Are SARS-CoV-2 Specific Antibodies a Correlate for Protection?

SARS-CoV-2 has spread at an unprecedented speed and scale since January 2020. Since then,
Belgium has been confronted with >60.000 diagnosed cases and likely many more undiagnosed
with mild or no symptoms. The true seroprevalence of SARS-CoV-2 in the Belgian population is
not known, yet increasing confidence about the performance of several serological assays
paves the way to large-scale serosurveys. These studies will be crucial in assessing
population immunity and evaluating the risk of re-infection. The first, smaller-scaled,
antibody surveys report a range of seroprevalences, i.e. Germany (14%), The Netherlands (4%),
USA (2.49-4.16%) and Belgium (4.7-6.9%). These studies suffer from conceptual and technical
flaws yet are used for easing lockdown measures. A major limitation is that antibody (Ab)

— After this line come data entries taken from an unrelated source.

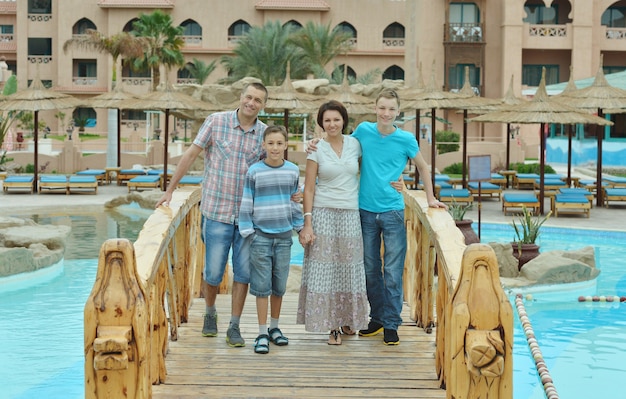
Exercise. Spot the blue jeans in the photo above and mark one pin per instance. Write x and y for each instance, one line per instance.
(384, 286)
(270, 259)
(218, 239)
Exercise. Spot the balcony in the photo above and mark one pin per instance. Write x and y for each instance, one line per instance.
(393, 42)
(464, 33)
(547, 37)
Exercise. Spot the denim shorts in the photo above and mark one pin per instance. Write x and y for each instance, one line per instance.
(218, 239)
(270, 259)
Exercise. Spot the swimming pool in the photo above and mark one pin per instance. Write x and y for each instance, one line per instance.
(42, 325)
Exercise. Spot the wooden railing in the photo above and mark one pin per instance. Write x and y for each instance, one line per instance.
(142, 290)
(474, 318)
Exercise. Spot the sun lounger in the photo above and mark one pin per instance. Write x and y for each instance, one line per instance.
(53, 183)
(78, 183)
(571, 203)
(498, 179)
(613, 194)
(615, 182)
(456, 195)
(99, 174)
(518, 201)
(138, 182)
(550, 184)
(486, 189)
(18, 183)
(525, 179)
(188, 180)
(126, 174)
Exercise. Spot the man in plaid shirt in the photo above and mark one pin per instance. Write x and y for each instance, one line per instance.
(232, 142)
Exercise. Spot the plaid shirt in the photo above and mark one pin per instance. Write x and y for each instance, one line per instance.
(228, 153)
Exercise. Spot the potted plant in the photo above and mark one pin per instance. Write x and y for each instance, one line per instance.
(527, 230)
(457, 211)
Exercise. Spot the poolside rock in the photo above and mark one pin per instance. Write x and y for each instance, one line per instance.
(26, 246)
(553, 267)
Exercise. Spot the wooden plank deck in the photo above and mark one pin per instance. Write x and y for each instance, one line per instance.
(200, 367)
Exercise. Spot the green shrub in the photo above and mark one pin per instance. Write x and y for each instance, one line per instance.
(447, 136)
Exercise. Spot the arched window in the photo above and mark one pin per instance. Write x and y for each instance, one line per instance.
(294, 24)
(238, 28)
(393, 35)
(129, 25)
(80, 27)
(394, 72)
(346, 27)
(337, 75)
(191, 28)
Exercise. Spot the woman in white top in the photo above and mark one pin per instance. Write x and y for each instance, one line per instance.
(333, 294)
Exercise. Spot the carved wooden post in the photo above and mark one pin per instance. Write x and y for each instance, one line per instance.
(116, 327)
(480, 331)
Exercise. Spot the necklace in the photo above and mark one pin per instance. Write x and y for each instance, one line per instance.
(337, 147)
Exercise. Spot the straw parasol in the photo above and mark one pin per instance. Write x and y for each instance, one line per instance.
(114, 100)
(599, 96)
(542, 110)
(34, 99)
(167, 100)
(285, 98)
(475, 103)
(433, 98)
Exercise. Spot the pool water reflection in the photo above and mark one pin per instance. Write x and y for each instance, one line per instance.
(42, 326)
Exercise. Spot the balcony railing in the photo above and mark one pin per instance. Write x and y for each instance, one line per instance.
(39, 17)
(393, 42)
(464, 32)
(548, 30)
(40, 59)
(192, 41)
(84, 81)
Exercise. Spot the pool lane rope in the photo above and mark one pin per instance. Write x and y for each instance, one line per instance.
(540, 364)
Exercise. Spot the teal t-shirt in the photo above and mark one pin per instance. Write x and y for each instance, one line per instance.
(383, 161)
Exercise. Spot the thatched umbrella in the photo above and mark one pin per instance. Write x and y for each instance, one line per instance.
(114, 100)
(476, 103)
(356, 104)
(433, 98)
(34, 99)
(542, 110)
(167, 100)
(599, 96)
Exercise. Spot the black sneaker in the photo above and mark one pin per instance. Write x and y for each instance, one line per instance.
(373, 328)
(391, 337)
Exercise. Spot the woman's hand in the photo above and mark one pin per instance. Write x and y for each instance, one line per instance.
(306, 236)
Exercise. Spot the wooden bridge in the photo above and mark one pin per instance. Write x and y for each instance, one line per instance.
(142, 334)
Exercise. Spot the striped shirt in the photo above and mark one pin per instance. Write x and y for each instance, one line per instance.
(267, 204)
(228, 153)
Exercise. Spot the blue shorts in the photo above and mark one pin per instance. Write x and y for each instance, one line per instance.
(218, 239)
(270, 259)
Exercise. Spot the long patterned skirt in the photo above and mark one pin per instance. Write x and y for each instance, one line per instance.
(332, 292)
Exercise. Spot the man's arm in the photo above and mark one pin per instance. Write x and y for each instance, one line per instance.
(424, 172)
(181, 169)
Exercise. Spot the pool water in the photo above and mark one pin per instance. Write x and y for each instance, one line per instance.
(42, 324)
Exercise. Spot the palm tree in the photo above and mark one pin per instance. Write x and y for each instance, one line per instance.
(320, 44)
(263, 52)
(164, 44)
(119, 45)
(200, 70)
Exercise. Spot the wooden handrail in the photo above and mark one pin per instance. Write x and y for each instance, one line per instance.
(474, 355)
(140, 291)
(143, 289)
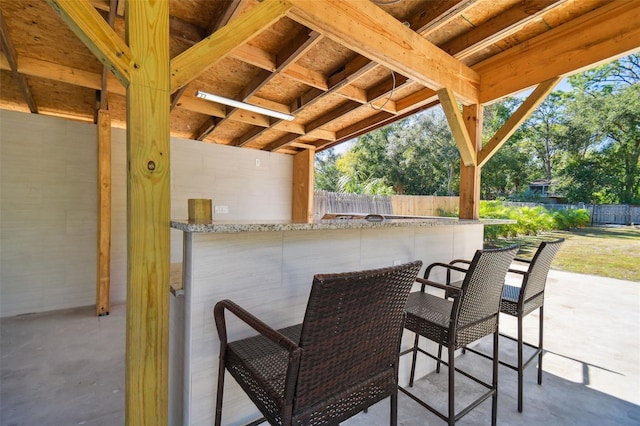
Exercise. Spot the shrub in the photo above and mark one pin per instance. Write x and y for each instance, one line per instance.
(529, 220)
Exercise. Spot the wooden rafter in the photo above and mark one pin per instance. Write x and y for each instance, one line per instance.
(366, 29)
(435, 16)
(438, 14)
(12, 59)
(300, 44)
(103, 95)
(499, 27)
(85, 21)
(232, 9)
(610, 31)
(194, 61)
(516, 119)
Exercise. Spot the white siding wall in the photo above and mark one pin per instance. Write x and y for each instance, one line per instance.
(48, 205)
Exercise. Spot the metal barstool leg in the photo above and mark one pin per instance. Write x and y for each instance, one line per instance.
(413, 362)
(221, 371)
(393, 421)
(452, 370)
(520, 364)
(494, 398)
(540, 347)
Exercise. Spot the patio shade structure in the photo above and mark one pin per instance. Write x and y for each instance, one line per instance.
(341, 68)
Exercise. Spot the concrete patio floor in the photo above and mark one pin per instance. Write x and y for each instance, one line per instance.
(67, 367)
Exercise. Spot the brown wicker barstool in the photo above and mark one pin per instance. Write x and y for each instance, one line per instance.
(521, 301)
(342, 359)
(471, 315)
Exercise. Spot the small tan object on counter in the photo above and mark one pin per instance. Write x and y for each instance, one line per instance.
(200, 210)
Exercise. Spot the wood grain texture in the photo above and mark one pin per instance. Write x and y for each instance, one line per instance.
(302, 191)
(607, 33)
(85, 21)
(148, 215)
(104, 213)
(517, 118)
(198, 58)
(470, 174)
(369, 31)
(458, 128)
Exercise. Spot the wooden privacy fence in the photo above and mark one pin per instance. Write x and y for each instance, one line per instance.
(418, 205)
(413, 205)
(600, 214)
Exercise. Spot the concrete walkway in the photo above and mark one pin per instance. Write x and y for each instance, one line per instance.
(67, 367)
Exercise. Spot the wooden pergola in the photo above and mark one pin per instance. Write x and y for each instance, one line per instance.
(342, 68)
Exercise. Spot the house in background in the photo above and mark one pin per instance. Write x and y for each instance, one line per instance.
(543, 189)
(82, 71)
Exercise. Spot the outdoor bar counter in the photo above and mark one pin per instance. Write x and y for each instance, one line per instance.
(267, 268)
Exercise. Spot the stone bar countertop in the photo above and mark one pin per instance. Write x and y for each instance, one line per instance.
(374, 222)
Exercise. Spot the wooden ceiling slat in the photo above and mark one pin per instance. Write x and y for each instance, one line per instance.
(497, 28)
(325, 119)
(606, 33)
(369, 31)
(103, 95)
(321, 79)
(12, 60)
(230, 12)
(292, 51)
(438, 14)
(188, 65)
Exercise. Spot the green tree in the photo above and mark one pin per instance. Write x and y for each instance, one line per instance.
(511, 168)
(605, 108)
(326, 175)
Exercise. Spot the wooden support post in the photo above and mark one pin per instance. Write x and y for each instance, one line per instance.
(470, 175)
(302, 194)
(104, 213)
(148, 214)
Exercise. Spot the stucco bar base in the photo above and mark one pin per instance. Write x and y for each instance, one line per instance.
(270, 274)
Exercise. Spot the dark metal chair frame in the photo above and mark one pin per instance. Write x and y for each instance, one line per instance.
(521, 301)
(472, 314)
(342, 359)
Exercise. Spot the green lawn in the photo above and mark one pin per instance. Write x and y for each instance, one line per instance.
(605, 251)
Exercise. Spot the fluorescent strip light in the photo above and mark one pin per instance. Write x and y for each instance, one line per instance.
(243, 105)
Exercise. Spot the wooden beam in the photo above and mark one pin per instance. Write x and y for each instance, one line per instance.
(103, 93)
(302, 191)
(517, 118)
(104, 213)
(437, 14)
(300, 44)
(497, 28)
(194, 61)
(148, 215)
(12, 59)
(469, 201)
(368, 30)
(607, 33)
(458, 127)
(85, 21)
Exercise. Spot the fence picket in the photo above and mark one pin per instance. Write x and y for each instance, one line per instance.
(417, 205)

capture assays measure exposure to SARS-CoV-2, rather than subsequent protection, which
requires assessment of the quality of the Abs including their capacity to neutralize the
virus. Also the Ab levels required for protection and their duration are yet unknown. The
proposed project aims to address these pertinent questions in a population at risk of
re-infection during a second epidemic wave. Sero-neutralisation assays are regarded the gold
standard method to measure ex vivo Ab neutralising activity against viruses, including
SARS-CoV-2. A recent Chinese study, using a pseudovirus neutralisation assay, found that nAbs
are detected from day 10-15 after onset of disease and that younger patients typically have
lower levels of nAbs compared to middle-aged and elderly patients. Importantly, in about 1
out of 3 patients the nAb titers were low and in 10 young patients nAbs were absent. A
pseudovirus is an imperfect model for SARS-CoV-2 because of the non-natural embedding of
Spike protein in the pseudovirions and differences in glycosylation. In this study, a whole
virus neutralisation assay will be used that was recently validated using a panel of
SARS-CoV-2 convalescent sera in the lab of the Principal Investigator. Preliminary results of
the study team show a rapid decline in nAb titer within 15-36d after diagnosis in 4/11
patients, while IgG and IgA remain steady and high in ELISA. Older studies with SARS-CoV-1
showed declining IgM and IgA antibody titers within 6 months, declining IgG titers after 1y,
and a complete lack of antigen-specific peripheral memory B-cell (MBC) responses after
recovery. Measuring only circulating Abs can be misleading as it excludes the detection of
the MBC pool, which can exist in the absence of detectable serum Ab levels and is a
pre-requisite to maintain protective immunity in the long term. Upon re-encounter with the
antigen, MBC can rapidly differentiate to produce Abs. So far, little is known about humoral
immune responses against SARS-CoV-2 and their contribution to protection.